Today is World Press Freedom Day. To commemorate the occasion, Amnesty International has released a song produced by the great Levon Helm, who recently passed away. 'Toast To Freedom' features nearly 50 artists, including Kris Kristofferson, Carly Simon, Angelique Kidjo, Ewan McGregor, Jane Birkin, and Roseanne Cash. Check the tune out below:
The song was written by Carl Carlton and Larry Campbell, two veteran guitarist/producers - Carlton conceived of the idea for the song along with music industry exec and activist Jochen Wilms and Art for Amnesty founder Bill Shipsey. Wilms paid tribute to Levon Helm's contribution to the song, saying, "the song 'Toast To Freedom' is dedicated to Amnesty International but in a certain way is now a 'Toast To Levon' and a celebration for him as well".
The Canadian Committee for World Press Freedom is also marking World Press Freedom Day with a cartoon contest on the theme of Power to the People: Citizens and Social Media.

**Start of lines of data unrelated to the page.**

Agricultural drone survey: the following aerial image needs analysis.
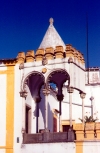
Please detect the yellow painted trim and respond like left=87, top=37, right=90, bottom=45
left=61, top=120, right=75, bottom=131
left=6, top=66, right=14, bottom=153
left=75, top=141, right=83, bottom=153
left=0, top=70, right=7, bottom=74
left=0, top=146, right=13, bottom=149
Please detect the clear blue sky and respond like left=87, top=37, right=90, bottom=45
left=0, top=0, right=100, bottom=66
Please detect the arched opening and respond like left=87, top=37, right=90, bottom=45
left=23, top=71, right=45, bottom=133
left=46, top=69, right=70, bottom=131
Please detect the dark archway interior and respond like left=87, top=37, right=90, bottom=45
left=47, top=69, right=70, bottom=101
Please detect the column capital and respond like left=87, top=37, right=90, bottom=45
left=80, top=92, right=86, bottom=99
left=67, top=87, right=74, bottom=93
left=42, top=88, right=50, bottom=96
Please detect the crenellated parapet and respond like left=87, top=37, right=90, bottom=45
left=16, top=44, right=85, bottom=67
left=35, top=49, right=44, bottom=61
left=45, top=47, right=54, bottom=60
left=55, top=46, right=64, bottom=58
left=26, top=50, right=35, bottom=62
left=66, top=44, right=74, bottom=57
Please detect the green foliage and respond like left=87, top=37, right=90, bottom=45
left=79, top=116, right=98, bottom=123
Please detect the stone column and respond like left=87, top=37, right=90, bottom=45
left=80, top=92, right=86, bottom=123
left=67, top=87, right=74, bottom=127
left=43, top=88, right=50, bottom=132
left=90, top=96, right=94, bottom=117
left=20, top=91, right=27, bottom=133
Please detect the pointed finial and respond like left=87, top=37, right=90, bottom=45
left=49, top=18, right=54, bottom=25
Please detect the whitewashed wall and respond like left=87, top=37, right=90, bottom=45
left=0, top=74, right=7, bottom=146
left=83, top=141, right=100, bottom=153
left=21, top=142, right=76, bottom=153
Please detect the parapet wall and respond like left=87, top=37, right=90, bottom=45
left=17, top=44, right=85, bottom=65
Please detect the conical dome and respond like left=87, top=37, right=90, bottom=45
left=39, top=18, right=65, bottom=49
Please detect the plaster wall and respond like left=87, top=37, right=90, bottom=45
left=21, top=142, right=75, bottom=153
left=0, top=74, right=6, bottom=146
left=14, top=65, right=24, bottom=153
left=83, top=141, right=100, bottom=153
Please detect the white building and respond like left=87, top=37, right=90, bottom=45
left=0, top=18, right=100, bottom=153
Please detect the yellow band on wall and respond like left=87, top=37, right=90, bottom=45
left=75, top=141, right=83, bottom=153
left=6, top=66, right=14, bottom=153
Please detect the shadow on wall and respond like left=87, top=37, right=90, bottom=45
left=39, top=86, right=53, bottom=132
left=48, top=103, right=53, bottom=132
left=39, top=86, right=45, bottom=128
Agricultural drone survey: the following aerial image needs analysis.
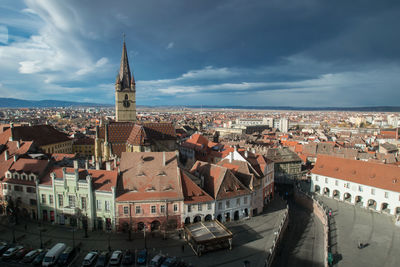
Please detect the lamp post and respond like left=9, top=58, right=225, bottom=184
left=39, top=228, right=43, bottom=249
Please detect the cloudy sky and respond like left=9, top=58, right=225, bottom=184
left=0, top=0, right=400, bottom=107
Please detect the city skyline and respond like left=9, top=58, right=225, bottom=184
left=0, top=0, right=400, bottom=107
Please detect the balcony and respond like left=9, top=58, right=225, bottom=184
left=63, top=207, right=78, bottom=215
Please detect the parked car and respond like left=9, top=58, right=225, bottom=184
left=161, top=257, right=176, bottom=267
left=13, top=248, right=31, bottom=260
left=32, top=250, right=47, bottom=266
left=0, top=242, right=10, bottom=256
left=82, top=251, right=99, bottom=267
left=109, top=250, right=122, bottom=266
left=57, top=247, right=76, bottom=267
left=42, top=243, right=67, bottom=267
left=136, top=249, right=147, bottom=265
left=150, top=254, right=165, bottom=267
left=121, top=250, right=135, bottom=267
left=2, top=246, right=24, bottom=261
left=96, top=251, right=110, bottom=267
left=21, top=249, right=43, bottom=263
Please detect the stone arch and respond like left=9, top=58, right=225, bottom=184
left=233, top=210, right=240, bottom=221
left=395, top=207, right=400, bottom=215
left=150, top=220, right=161, bottom=231
left=225, top=212, right=231, bottom=222
left=324, top=187, right=331, bottom=197
left=367, top=199, right=376, bottom=210
left=204, top=214, right=212, bottom=222
left=314, top=184, right=321, bottom=194
left=381, top=202, right=390, bottom=213
left=137, top=222, right=145, bottom=231
left=193, top=215, right=201, bottom=223
left=354, top=196, right=363, bottom=206
left=332, top=190, right=340, bottom=199
left=343, top=192, right=351, bottom=202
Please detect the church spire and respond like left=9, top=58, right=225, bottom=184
left=116, top=34, right=131, bottom=90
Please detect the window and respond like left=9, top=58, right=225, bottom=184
left=58, top=194, right=64, bottom=208
left=14, top=185, right=23, bottom=192
left=26, top=186, right=36, bottom=193
left=81, top=197, right=86, bottom=210
left=68, top=195, right=75, bottom=208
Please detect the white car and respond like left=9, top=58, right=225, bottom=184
left=109, top=250, right=122, bottom=266
left=82, top=251, right=99, bottom=267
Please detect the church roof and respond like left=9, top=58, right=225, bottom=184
left=116, top=40, right=134, bottom=90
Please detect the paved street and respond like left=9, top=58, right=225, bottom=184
left=0, top=200, right=285, bottom=267
left=318, top=196, right=400, bottom=267
left=273, top=202, right=324, bottom=267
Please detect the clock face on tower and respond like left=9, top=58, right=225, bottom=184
left=122, top=95, right=131, bottom=108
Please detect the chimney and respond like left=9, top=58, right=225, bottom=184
left=96, top=161, right=100, bottom=170
left=106, top=161, right=111, bottom=171
left=74, top=159, right=79, bottom=170
left=163, top=151, right=165, bottom=166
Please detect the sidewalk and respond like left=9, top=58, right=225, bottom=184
left=0, top=200, right=286, bottom=266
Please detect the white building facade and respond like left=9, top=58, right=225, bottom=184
left=311, top=156, right=400, bottom=216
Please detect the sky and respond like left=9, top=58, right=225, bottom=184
left=0, top=0, right=400, bottom=107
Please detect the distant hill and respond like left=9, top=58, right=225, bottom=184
left=0, top=97, right=112, bottom=108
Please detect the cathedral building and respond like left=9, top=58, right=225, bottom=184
left=94, top=41, right=176, bottom=162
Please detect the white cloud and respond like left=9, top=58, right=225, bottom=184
left=166, top=42, right=174, bottom=49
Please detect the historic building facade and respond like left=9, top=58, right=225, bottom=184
left=311, top=155, right=400, bottom=215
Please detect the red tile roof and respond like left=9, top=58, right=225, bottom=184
left=312, top=155, right=400, bottom=192
left=118, top=152, right=183, bottom=201
left=181, top=171, right=214, bottom=203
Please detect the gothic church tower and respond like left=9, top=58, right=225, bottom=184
left=115, top=40, right=136, bottom=122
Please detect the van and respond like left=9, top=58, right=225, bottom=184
left=42, top=243, right=67, bottom=267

The winning cartoon by Brazilian cartoonist Liza France, is below:
Alongside the art it has inspired, international freedom of the press is once more under the microscope this year. A report on press freedom was released yesterday by the Committee to Protect Journalists (CPJ). They list 10 countries that stand out as censors for imposing "dictatorial controls" on domestic media, preventing international media from entering, and other restrictions. At the top of the list was Eritrea, followed by North Korea, Syria and Iran.
A separate study indicates that there is reason to be cautiously optimistic about the state of press freedom over the past year. According to Freedom House's annual survey of freedom of the press around the world, for the first time in eight years global media freedom showed no overall decline. The report criticized China, Russia, Iran and Venezuala for "detaining and jailing critics", but Freedom House's president David J. Kramer also stated that "the newly opened media environments in countries like Tunisia and Libya, while still tenuous and far from perfect, are critical for the future of democratic development in the region".
In this country, Canadian Journalists for Free Expression (CJFE) have given the federal government a failing grade on freedom of expression in Canada. The report points out that "the number of ATI (access to information) requests denied on security grounds has tripled since 2002-2003". On the legislative side, the group gave Canada's Supreme Court a B+, and cited their ruling that wiretapping without a warrant is unconstitutional.